The Trump Show has, indeed, grown old and stale, and lately, the Republican presidential nominee finds himself desperate to regain any of the momentum he lost once Harris became the Democrats’ new star. But that reset didn’t come Monday, despite Musk’s best efforts: “It’s essential that you win, for the good of the country,” Musk told Trump. But the former president couldn’t land any of the softballs the right-wing billionaire threw his way. He recounted last month’s Pennsylvania rally shooting and promised the “largest deportation” in history if reelected, but otherwise said nothing newsworthy—quite a feat, given the considerable length of the interview. He also sounded rough while regurgitating his rally fare, with sometimes muddled speech that emphasized the vigor of his now-younger opponent. In one strange tangent, he described Harris as looking like the “most beautiful actress ever to live” in a Time magazine cover rendering. “It was a drawing, and actually, she looked very much like a great first lady, Melania,” Trump told Musk.

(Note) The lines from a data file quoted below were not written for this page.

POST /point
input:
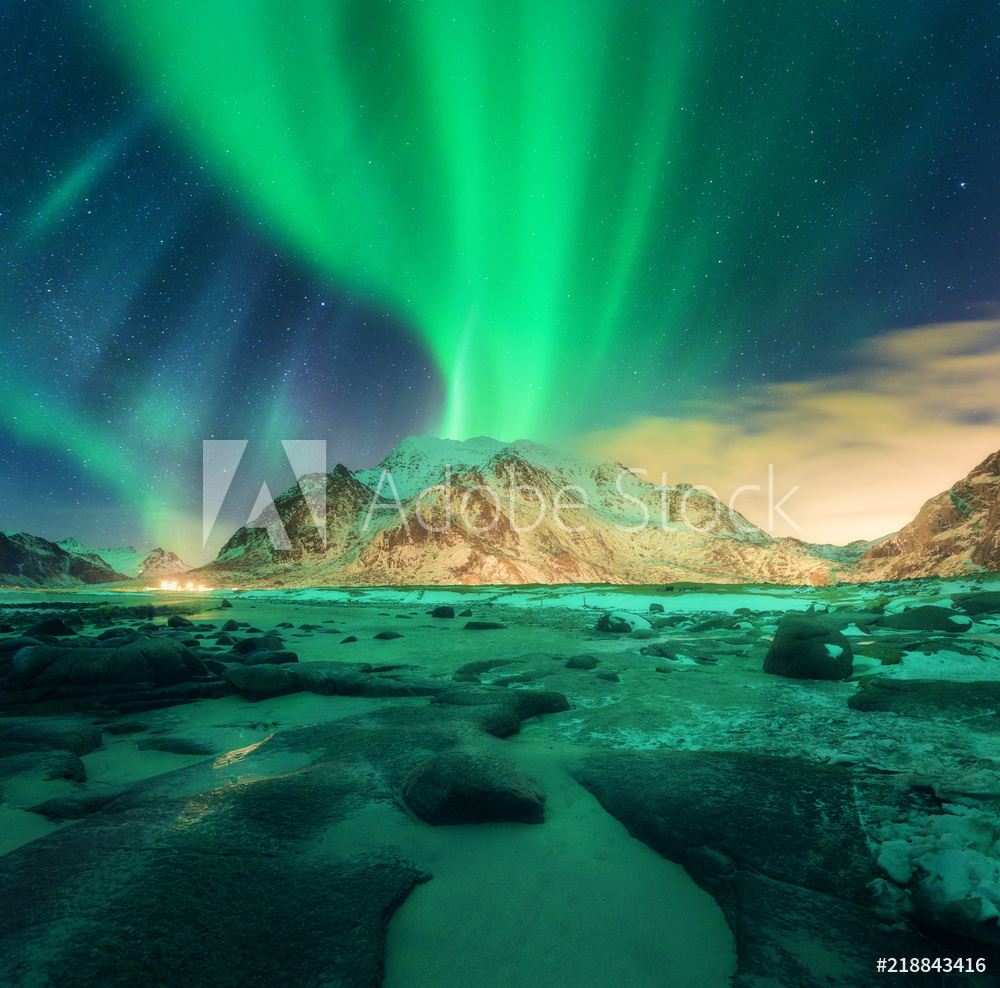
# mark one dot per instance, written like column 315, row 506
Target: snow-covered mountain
column 955, row 533
column 29, row 561
column 445, row 512
column 130, row 562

The sense one gets listening to all this is of a man out of ideas, reaching into an old bag of tricks that aren’t as interesting as they used to be. This isn’t to say Democrats should get overconfident: There’s still a big market for what Trump is selling—and powerful interests, embodied by Musk, are seeking to propel him back to power. But the candidate appears capable only of doing the same things he’s done a million times before, except now much worse. He had hoped to regain his footing Monday night with Musk, who has become one of his most prominent backers. Instead, he underscored the personal “weirdness” Harris’s campaign has sought to highlight—and the extremism of his agenda, as seen in his praise of Musk firing striking workers, his vow to shutter the Department of Education, and his comments in support of climate change because, he said, global warming will mean “more oceanfront property.”

Musk said Monday that his goal with this livestream was to help people “understand how [Trump] talks when it’s a conversation, rather than an interview.” “Nobody is quite themselves in an interview,” Musk posted, “so it’s hard to understand what they’re really like.” Turns out, though, that Trump is always like this—and after eight years of the same old bullshit, perhaps Americans are finally ready to move on.